The Kolossal beer business they had built up seemed ruined when Prohibition was put into effect. In St. Louis their factories covered 70 city blocks. They had 7,000 to 8,000 men all specialists in beer-making and selling; $50,000,000 invested in tangible properties; in calculable goodwill. It cost them $30,000 to open their doors each day, and they might no longer make beer.

August A. Busch had anticipated Prohibition by manufacturing "Bevo," a grain drink. Although his heart was not in its manufacture, he developed a great volume of sales for this brew. (He personally directs his company's advertising and promotion work; lays out campaigns; analyzes sales posbilities.) In making Bevo, he explained in last week's issue of Forbes: "We hardly proved ourselves prophets. We failed to diagnose correctly in advance the psychological reactions of the people to Prohibition legislation. We did not foresee the lessened respect for law which actually developed. We never anticipated the enormous increase which took place in the production and consumption of alcoholic beverages, even as compared with pre-Prohibition days, by way of moonshine, home brew and smuggled whiskey, and the corresponding decrease in the demand for soft drinks."
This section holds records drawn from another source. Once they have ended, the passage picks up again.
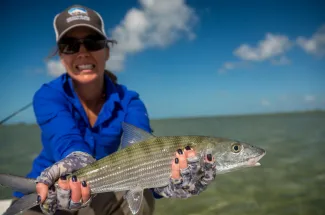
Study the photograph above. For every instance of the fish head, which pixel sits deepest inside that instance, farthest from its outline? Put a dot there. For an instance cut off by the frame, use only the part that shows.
(231, 155)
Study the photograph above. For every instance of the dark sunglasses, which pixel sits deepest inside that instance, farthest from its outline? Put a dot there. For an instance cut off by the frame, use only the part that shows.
(71, 45)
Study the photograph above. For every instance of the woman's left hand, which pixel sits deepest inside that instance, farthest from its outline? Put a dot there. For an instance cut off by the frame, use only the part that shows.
(188, 176)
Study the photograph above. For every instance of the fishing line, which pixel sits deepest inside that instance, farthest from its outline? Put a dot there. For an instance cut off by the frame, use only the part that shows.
(15, 113)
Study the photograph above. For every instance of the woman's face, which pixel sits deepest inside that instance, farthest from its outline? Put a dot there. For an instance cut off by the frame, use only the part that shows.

After six months of Prohibition, "Bevo," sales fell off. The North, used to good beer, disliked "Bevo." In the South it continues popular. Mr. Busch sat down to figure out just what he could do. His relatives depended upon him for income, employes for work, customers for drinks. Basically, he decided, he was a converter of grain. Grain was the unique feature of his business. The problem was: What could his factories, equipment and men make out of grain? They could and do make "Bevo," near beer, ginger ale, root beer, malt extracts, food tonics, grape drinks, starch, glucose, syrups; live stock and poultry foods from the grain residues; yeast, which is rapidly becoming an important product. His wagon works he re-arranged so that it could make motor truck and bus bodies. His cabinet workers who used to make bar fixtures were idle. He set them to making cabinets for ice cream par lors. His refrigerating engineers devised a refrigerated motor truck and compact drug store coolers. In Manhattan, New Organs and Oklahoma City, Anheuser-Busch branches are making 1,000,000 gallons of ice cream yearly. Branches make 750,000 tons of ice each year and operate 14,000,000 cu. ft. of refrigerating space.
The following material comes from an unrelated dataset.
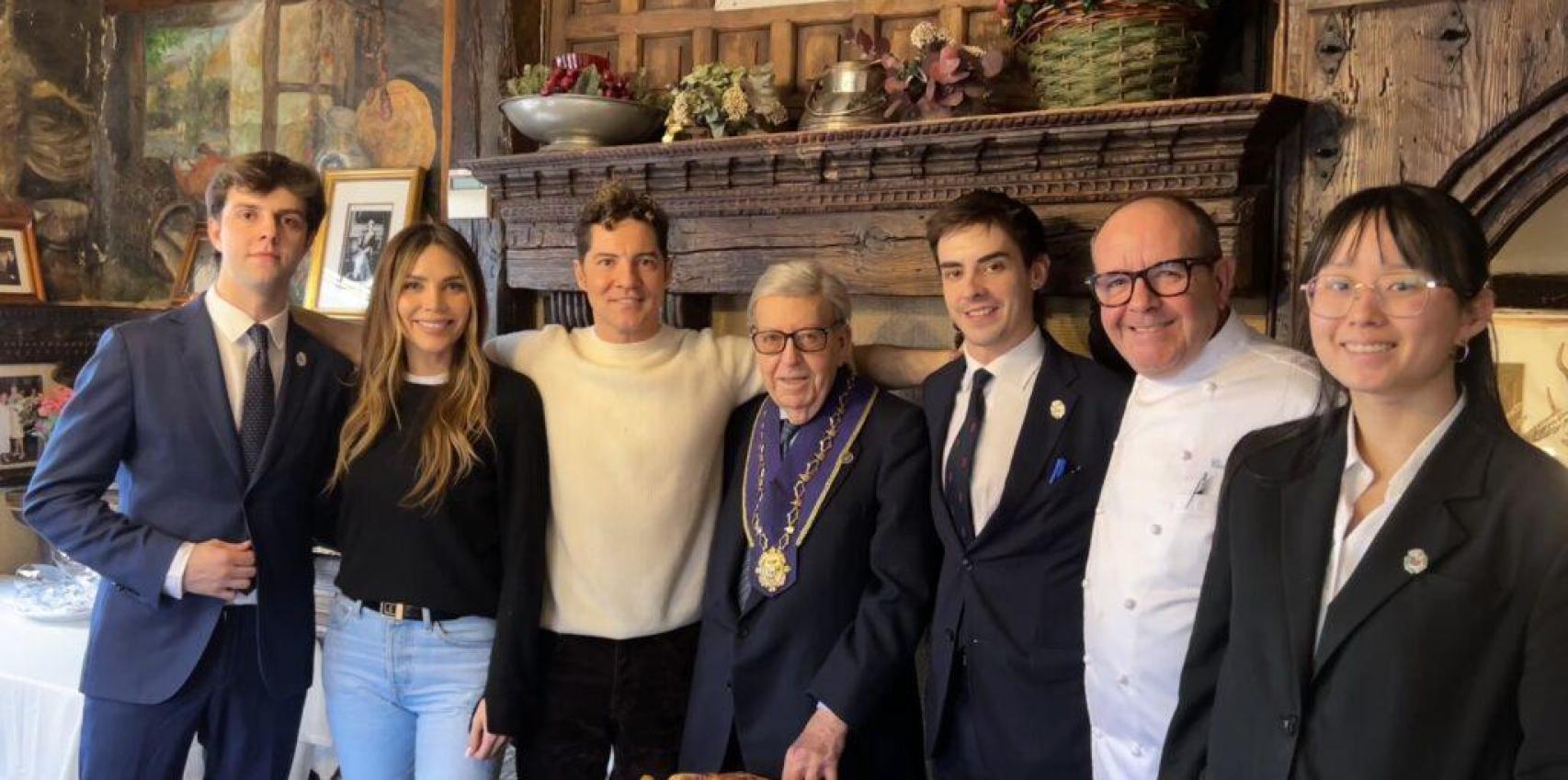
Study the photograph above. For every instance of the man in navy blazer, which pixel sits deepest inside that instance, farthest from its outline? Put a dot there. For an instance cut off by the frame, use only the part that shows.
(1021, 435)
(218, 422)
It was hard for August A. Busch to go to the banks for money wherewith to transform the business his father left him. "For decades we had been in the position of being able to loan to the banks, rather than to borrow from them. But neither in point of volume, nor in margin of profit, could the new products at first come up to the old, and borrowing was essential." Four-years ago Anheuser-Busch was breaking even. That was remarkable after the complete break-up of the business. This year profits, although not of the pre-Prohibition magnitude, are high. In ten years August A. Busch expects them to be Kolossal. He then will sail to his castle on the Rhine, to hunt the wild boar in peace of soul.